Ernest Shiva is a Serrano and Cahuilla elder, a bird singer and a teacher.
He is also part of the stories.
Shiva, 84, was born and raised on the Morongo Indian reservation near Cabazón. He grew up in his grandfather’s house, where the Serrano language was spoken. His aunt, he said, was the last fluent speaker of the language.
Shiva and his wife, June, founded the non-profit Dorothy Ramon Learning Center in Banning in 2003, named after their aunt, to help preserve the Native American cultures of Southern California.
Morongo Aboriginal elder Ernest Siwa shares songs with photographer at the Dorothy Ramon Learning Center in Banning @watcharaphotog And today I The first was about the doodlebug (antlion). Can’t wait to share what I’ve learned with us #NativeAmericanHeritageMonth coverage. pic.twitter.com/Tl4STDxAzp
— Jennifer Iyer (@Jen_Iyer) November 19, 2021
“The idea of saving and sharing is our motto at the Ramon Learning Center,” he said, “and it comes from our great-grandfather, Francisco Morongo, who died in 1906. He encourages young families to work hard and study. Were saying for. And learn a new way. ‘Our way is coming and ending, this is what you have to do to be successful.’
“In the end he said ‘Never forget your language. Never forget where you are from.'”
The center publishes scholarly work, and organizes flute classes, lectures, concerts, and family activities. During the coronavirus pandemic, the center has been active, offering digital programs through videos on its Facebook page and YouTube. Shiva hopes that individual events will resume soon.
Siva has served as tribal historian and cultural consultant for the Morongo Band of Mission Indians, and at Cal State San Bernardino, UCLA and other campuses, sharing local Indian cultures and languages.

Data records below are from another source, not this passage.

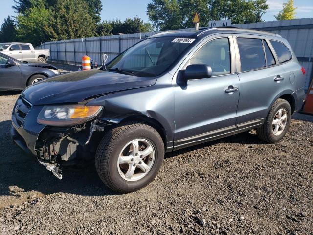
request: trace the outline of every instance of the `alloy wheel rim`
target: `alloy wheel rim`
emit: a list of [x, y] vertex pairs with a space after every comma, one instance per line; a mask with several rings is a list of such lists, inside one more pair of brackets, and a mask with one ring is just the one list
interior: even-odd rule
[[272, 130], [275, 136], [279, 136], [285, 130], [288, 118], [287, 111], [283, 108], [280, 109], [274, 116], [272, 123]]
[[35, 79], [34, 79], [34, 81], [33, 81], [33, 82], [31, 84], [33, 84], [34, 83], [40, 82], [40, 81], [42, 81], [43, 80], [44, 80], [43, 78], [36, 78]]
[[155, 150], [145, 139], [135, 139], [126, 144], [117, 161], [120, 175], [128, 181], [136, 181], [146, 176], [152, 168]]

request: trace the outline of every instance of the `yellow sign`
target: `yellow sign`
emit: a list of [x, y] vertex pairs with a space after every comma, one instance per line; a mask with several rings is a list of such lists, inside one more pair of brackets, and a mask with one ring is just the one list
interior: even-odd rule
[[199, 15], [198, 14], [198, 12], [196, 12], [195, 13], [195, 16], [194, 16], [194, 19], [192, 20], [193, 23], [199, 23], [200, 20], [199, 19]]

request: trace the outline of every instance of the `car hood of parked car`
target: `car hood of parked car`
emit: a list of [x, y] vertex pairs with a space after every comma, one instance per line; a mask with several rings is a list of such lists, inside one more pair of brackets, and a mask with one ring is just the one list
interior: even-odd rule
[[34, 67], [45, 68], [45, 69], [50, 69], [51, 70], [58, 69], [58, 68], [55, 66], [45, 63], [32, 63], [27, 62], [27, 61], [22, 61], [22, 63], [21, 64], [23, 66], [32, 66]]
[[34, 105], [77, 103], [108, 93], [151, 86], [156, 80], [95, 69], [45, 79], [27, 88], [22, 95]]

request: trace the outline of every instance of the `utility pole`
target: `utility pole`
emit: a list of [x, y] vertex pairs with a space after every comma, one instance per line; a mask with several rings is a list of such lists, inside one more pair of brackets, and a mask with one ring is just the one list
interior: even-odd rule
[[199, 29], [199, 22], [200, 21], [200, 19], [199, 18], [199, 14], [198, 14], [198, 12], [196, 12], [195, 13], [195, 16], [194, 16], [193, 20], [192, 20], [192, 23], [195, 24], [195, 28], [196, 30], [198, 30]]

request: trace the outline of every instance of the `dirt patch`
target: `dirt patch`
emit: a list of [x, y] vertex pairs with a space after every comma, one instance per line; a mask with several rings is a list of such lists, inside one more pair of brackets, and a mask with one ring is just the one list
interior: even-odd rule
[[0, 94], [0, 234], [313, 233], [313, 116], [275, 144], [252, 131], [168, 154], [150, 185], [117, 195], [93, 165], [60, 181], [12, 143], [18, 95]]

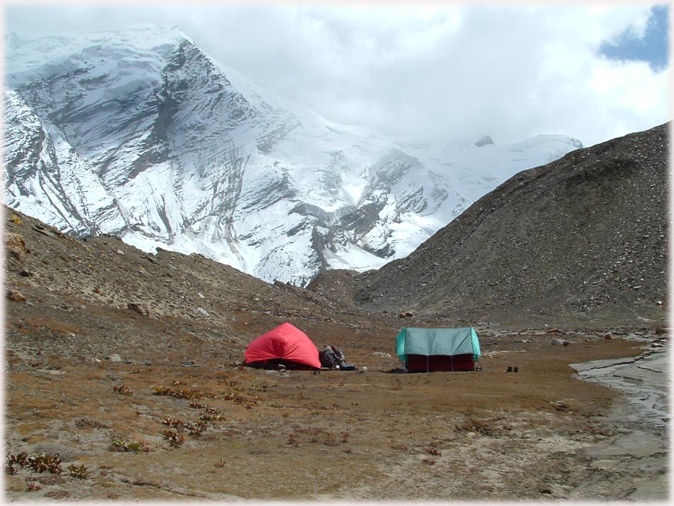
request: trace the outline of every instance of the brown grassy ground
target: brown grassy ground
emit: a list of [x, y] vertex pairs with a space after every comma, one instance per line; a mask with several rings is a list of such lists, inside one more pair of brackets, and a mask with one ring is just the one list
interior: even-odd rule
[[[48, 317], [26, 321], [59, 328], [53, 339], [76, 330]], [[18, 338], [26, 349], [29, 334]], [[634, 343], [621, 339], [571, 337], [562, 347], [551, 345], [549, 334], [516, 344], [521, 334], [503, 334], [490, 338], [501, 343], [491, 347], [510, 349], [486, 351], [482, 371], [397, 374], [387, 372], [397, 366], [395, 357], [372, 356], [391, 348], [391, 336], [368, 337], [359, 339], [360, 347], [342, 341], [348, 358], [368, 368], [361, 373], [240, 370], [189, 336], [173, 339], [173, 350], [155, 343], [149, 365], [50, 352], [26, 359], [10, 351], [7, 453], [46, 448], [67, 461], [58, 477], [20, 468], [6, 477], [7, 496], [563, 497], [586, 471], [579, 449], [610, 435], [592, 415], [606, 412], [616, 396], [575, 379], [568, 364], [635, 353]], [[182, 344], [198, 366], [180, 365]], [[520, 372], [504, 373], [509, 365]], [[155, 387], [207, 396], [159, 395]], [[199, 437], [190, 436], [185, 425], [200, 417], [211, 419]], [[172, 420], [183, 425], [170, 427]], [[184, 442], [172, 446], [166, 430]], [[115, 451], [114, 441], [148, 451]], [[72, 463], [86, 466], [87, 478], [67, 475]]]
[[[396, 374], [400, 326], [455, 322], [359, 312], [339, 302], [346, 283], [268, 285], [198, 255], [77, 241], [23, 215], [6, 227], [25, 248], [7, 255], [5, 287], [26, 299], [6, 302], [5, 453], [58, 453], [63, 471], [15, 465], [9, 500], [565, 498], [595, 475], [583, 448], [618, 429], [602, 415], [619, 401], [568, 364], [634, 355], [620, 338], [661, 325], [476, 322], [482, 370]], [[151, 317], [127, 309], [138, 301]], [[237, 366], [286, 321], [368, 370]], [[616, 483], [593, 498], [624, 497], [629, 480]]]

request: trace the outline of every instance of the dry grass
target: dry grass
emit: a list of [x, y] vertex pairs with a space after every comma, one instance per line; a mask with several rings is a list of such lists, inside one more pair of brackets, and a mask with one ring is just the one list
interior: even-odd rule
[[[567, 360], [629, 349], [619, 340], [588, 343]], [[484, 361], [480, 373], [287, 376], [72, 360], [62, 374], [9, 375], [8, 451], [40, 443], [81, 450], [72, 463], [85, 465], [87, 478], [31, 493], [66, 490], [71, 498], [106, 498], [112, 488], [119, 499], [394, 499], [406, 475], [426, 484], [424, 497], [446, 498], [436, 475], [450, 471], [468, 480], [455, 491], [464, 497], [480, 473], [458, 471], [460, 456], [470, 455], [476, 468], [487, 461], [494, 467], [504, 446], [519, 440], [508, 459], [497, 458], [501, 465], [512, 452], [542, 458], [526, 434], [570, 440], [573, 431], [592, 425], [578, 407], [597, 410], [610, 402], [612, 392], [574, 379], [555, 353], [519, 356], [517, 375], [502, 373], [498, 358]], [[115, 390], [122, 385], [133, 395]], [[158, 387], [192, 395], [157, 395]], [[180, 423], [169, 427], [167, 420]], [[194, 436], [187, 427], [199, 422], [205, 429]], [[148, 451], [113, 451], [114, 441]], [[436, 475], [426, 474], [431, 468]], [[314, 478], [307, 483], [306, 475]], [[19, 478], [9, 478], [7, 490], [15, 490]]]

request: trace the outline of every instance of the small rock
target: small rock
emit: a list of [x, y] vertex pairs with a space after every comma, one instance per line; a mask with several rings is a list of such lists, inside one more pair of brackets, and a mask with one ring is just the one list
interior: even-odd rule
[[12, 256], [19, 261], [23, 260], [28, 253], [26, 248], [26, 241], [20, 234], [13, 232], [5, 233], [5, 248]]
[[26, 301], [26, 296], [21, 293], [21, 290], [11, 290], [7, 292], [7, 299], [15, 302], [23, 302]]
[[148, 302], [128, 302], [126, 307], [131, 311], [135, 311], [143, 317], [150, 316], [150, 304]]

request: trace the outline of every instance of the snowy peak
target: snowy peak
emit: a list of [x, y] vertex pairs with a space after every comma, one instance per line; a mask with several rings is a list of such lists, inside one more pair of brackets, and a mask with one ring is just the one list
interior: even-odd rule
[[475, 145], [478, 148], [482, 148], [483, 145], [490, 145], [493, 144], [494, 141], [492, 141], [492, 138], [489, 136], [482, 136], [475, 141]]
[[9, 40], [10, 206], [267, 281], [404, 256], [513, 174], [578, 147], [397, 143], [260, 88], [175, 27]]

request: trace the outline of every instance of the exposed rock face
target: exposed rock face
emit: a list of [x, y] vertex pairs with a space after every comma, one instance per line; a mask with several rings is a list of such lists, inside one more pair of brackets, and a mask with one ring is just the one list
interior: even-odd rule
[[8, 205], [268, 282], [402, 258], [507, 177], [579, 147], [403, 146], [255, 87], [177, 28], [11, 40]]
[[662, 318], [668, 126], [516, 175], [409, 257], [357, 276], [358, 304], [467, 321]]

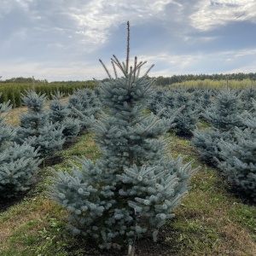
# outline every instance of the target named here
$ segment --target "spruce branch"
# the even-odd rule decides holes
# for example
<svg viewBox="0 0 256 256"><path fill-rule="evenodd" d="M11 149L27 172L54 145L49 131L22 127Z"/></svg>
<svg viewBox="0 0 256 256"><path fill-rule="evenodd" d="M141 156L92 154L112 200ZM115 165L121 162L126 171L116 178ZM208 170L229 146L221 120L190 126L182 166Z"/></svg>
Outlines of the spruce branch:
<svg viewBox="0 0 256 256"><path fill-rule="evenodd" d="M112 66L113 66L113 73L114 73L115 79L118 79L118 75L117 75L117 72L116 72L116 69L115 69L114 62L112 61L111 63L112 63Z"/></svg>
<svg viewBox="0 0 256 256"><path fill-rule="evenodd" d="M104 69L105 69L105 71L106 71L106 73L108 73L108 78L112 80L113 79L113 78L112 78L112 76L111 76L111 74L110 74L110 73L108 72L108 68L107 68L107 67L105 66L105 64L103 63L103 61L101 60L101 59L99 59L99 61L101 62L101 64L103 66L103 67L104 67Z"/></svg>
<svg viewBox="0 0 256 256"><path fill-rule="evenodd" d="M127 53L126 53L126 73L128 73L129 56L130 56L130 23L127 21Z"/></svg>

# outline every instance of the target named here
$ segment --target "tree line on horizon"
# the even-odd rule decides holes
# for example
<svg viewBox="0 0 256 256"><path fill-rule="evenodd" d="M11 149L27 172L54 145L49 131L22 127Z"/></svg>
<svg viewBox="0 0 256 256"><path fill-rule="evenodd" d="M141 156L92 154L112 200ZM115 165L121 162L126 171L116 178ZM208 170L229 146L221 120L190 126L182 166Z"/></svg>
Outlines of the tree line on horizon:
<svg viewBox="0 0 256 256"><path fill-rule="evenodd" d="M149 77L148 77L149 79ZM205 80L205 79L210 79L214 81L219 81L219 80L238 80L241 81L244 79L250 79L252 81L256 80L256 73L212 73L212 74L180 74L180 75L172 75L170 77L164 77L164 76L159 76L159 77L150 77L150 79L156 79L156 84L158 85L169 85L176 83L182 83L184 81L196 81L196 80ZM86 82L95 82L93 79L91 80L86 80ZM103 79L100 80L102 82L108 81L108 79ZM49 82L47 79L35 79L33 78L23 78L23 77L18 77L18 78L12 78L5 80L0 80L0 83L46 83L46 84L55 84L55 83L63 83L63 84L72 84L72 83L83 83L84 81L53 81Z"/></svg>

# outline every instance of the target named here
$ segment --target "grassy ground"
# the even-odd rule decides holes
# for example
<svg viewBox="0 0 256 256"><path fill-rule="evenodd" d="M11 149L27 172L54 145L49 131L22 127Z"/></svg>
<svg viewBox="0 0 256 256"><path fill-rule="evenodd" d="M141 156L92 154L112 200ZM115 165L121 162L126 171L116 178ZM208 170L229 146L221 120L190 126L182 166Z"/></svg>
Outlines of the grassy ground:
<svg viewBox="0 0 256 256"><path fill-rule="evenodd" d="M14 119L9 122L16 123ZM54 167L68 167L73 155L99 158L93 139L90 133L79 137L75 144L58 154ZM147 237L137 241L137 255L256 255L255 205L246 204L229 192L217 170L199 160L188 140L174 137L170 151L174 157L182 154L186 160L194 160L194 166L201 169L176 209L176 218L161 230L159 241L154 243ZM37 185L12 207L3 207L0 255L125 255L125 251L100 251L93 242L70 236L66 230L68 212L45 192L50 175L49 167L41 169Z"/></svg>

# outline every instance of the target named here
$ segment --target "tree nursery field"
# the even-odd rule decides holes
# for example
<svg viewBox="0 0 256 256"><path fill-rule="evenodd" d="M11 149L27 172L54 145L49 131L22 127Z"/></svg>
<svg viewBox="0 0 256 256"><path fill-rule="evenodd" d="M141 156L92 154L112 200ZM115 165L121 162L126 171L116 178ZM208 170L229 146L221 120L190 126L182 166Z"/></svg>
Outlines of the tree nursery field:
<svg viewBox="0 0 256 256"><path fill-rule="evenodd" d="M57 173L66 175L70 183L72 179L67 173L75 177L75 172L80 167L84 170L81 172L86 172L84 168L92 168L89 166L106 154L101 148L103 138L97 138L99 131L91 128L96 120L107 118L99 113L102 100L97 98L102 97L101 93L96 92L88 89L79 90L65 101L60 101L61 95L59 93L47 103L44 95L30 91L23 96L26 108L12 110L5 108L3 111L2 107L3 117L7 111L10 112L1 122L3 134L4 131L11 138L7 144L15 141L16 151L20 150L17 145L24 151L22 147L25 146L19 138L26 141L28 137L38 135L29 125L32 120L38 122L38 131L41 132L32 146L37 148L40 145L41 148L36 153L31 148L26 148L35 154L28 160L38 166L37 171L29 164L25 166L27 175L32 173L30 177L34 176L33 183L27 183L24 177L24 183L17 184L19 177L15 177L13 183L8 183L8 178L1 172L2 179L5 181L0 187L1 193L4 195L0 202L1 255L127 254L127 247L118 237L113 238L109 247L99 247L100 241L96 238L86 234L83 236L84 231L77 231L78 228L74 226L70 228L70 217L76 214L80 217L82 213L76 212L75 207L65 207L57 200L52 200L67 193L65 186L61 184L65 177ZM177 167L185 170L190 166L195 171L191 172L188 193L172 210L175 217L167 218L159 228L157 241L152 241L150 232L145 232L144 236L132 236L136 238L136 255L256 255L255 182L253 187L251 181L251 176L255 177L253 166L256 159L255 135L253 137L252 128L255 125L255 104L251 98L255 98L255 95L253 88L235 90L227 87L217 90L195 87L154 88L147 108L142 109L143 114L151 117L151 112L157 113L166 108L166 111L159 114L168 127L161 137L171 141L164 148L165 154L171 154L173 157L171 161ZM45 104L48 105L46 108ZM181 106L185 107L182 107L181 110ZM50 119L52 124L55 122L58 125L53 128L52 124L48 124L45 126L39 122L40 119ZM6 123L9 126L6 126ZM15 132L10 127L15 127ZM65 127L69 129L64 134ZM117 132L115 131L113 134ZM44 142L48 137L45 134L51 134L49 143ZM242 144L239 140L241 134L245 136ZM108 135L111 140L116 139L110 132ZM1 144L3 155L8 147L7 144L4 146L4 143ZM161 147L160 144L158 146ZM37 155L38 154L40 157ZM230 160L232 154L236 156L235 163ZM74 159L74 155L79 158ZM81 159L82 156L90 159L91 163ZM22 155L23 161L26 157ZM4 159L1 160L1 166L5 168ZM148 158L146 160L149 161ZM23 167L20 166L20 170ZM241 173L242 179L233 175L236 173L236 170L246 170L247 172ZM130 172L127 171L126 173ZM73 182L76 183L77 189L81 189L86 180L78 183L77 177ZM122 188L126 185L125 183ZM23 189L24 187L30 189ZM68 193L71 193L70 190ZM77 195L80 195L79 193ZM79 201L76 196L75 200ZM172 195L169 196L172 198ZM148 225L146 217L143 218L142 226L143 223ZM86 230L85 224L84 225L85 230Z"/></svg>

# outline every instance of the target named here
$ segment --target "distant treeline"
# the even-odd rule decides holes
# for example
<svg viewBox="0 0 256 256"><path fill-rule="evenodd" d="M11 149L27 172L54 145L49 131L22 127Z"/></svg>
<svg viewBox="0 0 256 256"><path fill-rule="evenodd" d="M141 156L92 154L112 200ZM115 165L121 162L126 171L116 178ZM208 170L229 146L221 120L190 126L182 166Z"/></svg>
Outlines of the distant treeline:
<svg viewBox="0 0 256 256"><path fill-rule="evenodd" d="M20 93L25 93L27 90L34 90L37 93L45 93L49 99L51 94L57 90L66 96L73 94L77 88L94 88L96 82L89 81L61 81L50 82L47 80L36 80L32 78L15 78L0 81L0 102L10 100L13 108L22 106Z"/></svg>
<svg viewBox="0 0 256 256"><path fill-rule="evenodd" d="M173 75L172 77L157 77L156 84L157 85L169 85L177 83L183 83L185 81L197 81L197 80L214 80L214 81L221 81L221 80L237 80L241 81L244 79L249 79L252 81L256 80L256 73L213 73L213 74L186 74L186 75Z"/></svg>
<svg viewBox="0 0 256 256"><path fill-rule="evenodd" d="M149 78L148 79L152 79ZM172 77L157 77L156 85L185 85L195 87L218 87L216 83L219 83L219 86L223 86L224 81L230 81L230 84L235 87L243 86L243 84L247 86L248 84L253 84L256 80L256 73L229 73L229 74L186 74L186 75L173 75ZM102 81L108 81L108 79ZM202 81L202 82L201 82ZM211 82L214 81L214 84ZM232 84L232 82L235 82ZM240 81L241 83L236 82ZM49 99L51 94L55 90L60 90L65 93L66 96L73 94L77 88L94 88L96 82L94 80L87 81L55 81L48 82L46 79L39 80L34 78L13 78L6 80L0 80L0 93L2 97L0 102L10 100L13 108L20 107L22 105L20 93L24 93L26 90L35 90L37 93L45 93ZM242 85L241 85L242 84Z"/></svg>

He also works with the San Manuel Band of Mission Indians near Highland to preserve the Serrano language and history.
He said those bird songs don’t just sing about birds. They are symbolic, although they refer to birds such as grasshoppers, pigeons and Canada geese.
“We came, like birds in the air,” he said, “we swam,” as my grandfather, Pete Ramon, said.
Songs also help unify.
While each family has different understandings of their “history, language, culture, it all fits together,” Shiva said. “Music: Songs were our books; they knew who we were, who we were and what was about to happen.”
He sees himself as the fulfillment of a need.
“People are searching,” he said. “I just answered what I knew about life and so on, and others were doing the same.”